SENATE BILL REPORT
This analysis was prepared by non-partisan legislative staff for the use of legislative members in their deliberations. This analysis is not a part of the legislation nor does it constitute a statement of legislative intent.
As of January 30, 2017
Title: An act relating to requiring drivers to stop for approaching other on-track equipment at railroad grade crossings.
Brief Description: Requiring drivers to stop for approaching other on-track equipment at railroad grade crossings.
Sponsors: Senators King, Hobbs, Hasegawa, Saldaña and Kuderer.
Committee Activity: Transportation: 1/30/17.
SENATE COMMITTEE ON TRANSPORTATION
Staff: Hayley Gamble (786-7452)
Background: Current law requires drivers of vehicles on the road to stop at railroad crossings for trains and signals that indicate the approach of a train.

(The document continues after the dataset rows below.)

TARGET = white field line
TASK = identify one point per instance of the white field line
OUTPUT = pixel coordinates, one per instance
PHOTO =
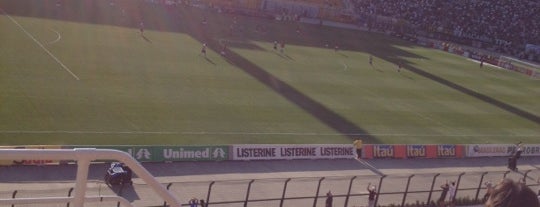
(41, 45)
(58, 37)
(253, 133)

Current law also requires counties, the Department of Transportation, and railroad companies to keep their respective rights-of-way clear of brush and timber near railroad crossings in order for drivers of vehicles on the road to clearly see approaching trains.
Summary of Bill: Statutes requiring drivers on the road to stop at railroad crossings for trains, or signals that indicates the approach of a train, are modified to also require drivers to stop for other on-track equipment.
Counties, the Department of Transportation, and railroad companies are required to keep their respective rights-of-way clear of brush and timber near railroad crossing in order for drivers of vehicles on the road to clearly see approaching on-track equipment.
Fiscal Note: Not requested.
Creates Committee/Commission/Task Force that includes Legislative members: No.
Effective Date: Ninety days after adjournment of session in which bill is passed.
Staff Summary of Public Testimony: PRO: This bill recognizes that there is equipment other than trains on the railway. We need to update our statutes to reflect this.
Persons Testifying: PRO: Senator Curtis King, Prime Sponsor.
Persons Signed In To Testify But Not Testifying: No one.